Lo mismo me sucede con Juan Pablo II. Todas esas plegarias en el mundo para que recobre la salud, y ese aire de felicidad con que se informa de que ha superado la traqueotomía... ¿De verdad soy la única que percibe algo obsceno en este exhibicionismo de la agonía pontificia, en este arrastrar y arrastrar ese pobre cuerpo roto más allá de lo sensato, de lo caritativo y de lo digno, más allá de lo que uno desearía para alguien querido, más allá de lo que yo desearía para mí misma?

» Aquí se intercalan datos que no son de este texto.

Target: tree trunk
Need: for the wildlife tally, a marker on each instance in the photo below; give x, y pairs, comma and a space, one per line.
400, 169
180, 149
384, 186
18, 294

Los seres humanos somos seres definidos por la muerte. Todo lo que hacemos lo hacemos contra la inmensa oscuridad que nos espera: amar, crear, mentir, lanzar opas hostiles, conquistar imperios o parir. La nada de la muerte es nuestro todo, hasta el punto de que creo que un buen final puede justificar una existencia entera. Hace un par de meses falleció Iván Noble, un periodista inglés de la BBC que se hizo famoso porque en 2002, tras haberle sido diagnosticado un tumor cerebral, comenzó un blog (un diario escrito en Internet) sobre su lucha contra ese cáncer que al final ha acabado con él a los 37 años. He aquí el ejemplo de una muerte digna que nos ayuda y enseña. Pero ese anciano destrozado que parece empeñado en ser eterno y que mantiene reservada (y vacía) una planta entera de un hospital a su servicio, ¿no resulta un poco aterrador? Con el agravante de que la finalidad de las religiones consiste, justamente, en la intermediación con el Más Allá, en la aceptación de la herida de la muerte y su cauterización con la idea de la Otra Vida. Claro que también es posible que sea el entramado de poder que rodea al Papa quien le mantenga despiadadamente vivo, para gestionar las componendas finales. La verdad, no sé cuál de las dos posibilidades me resulta más triste.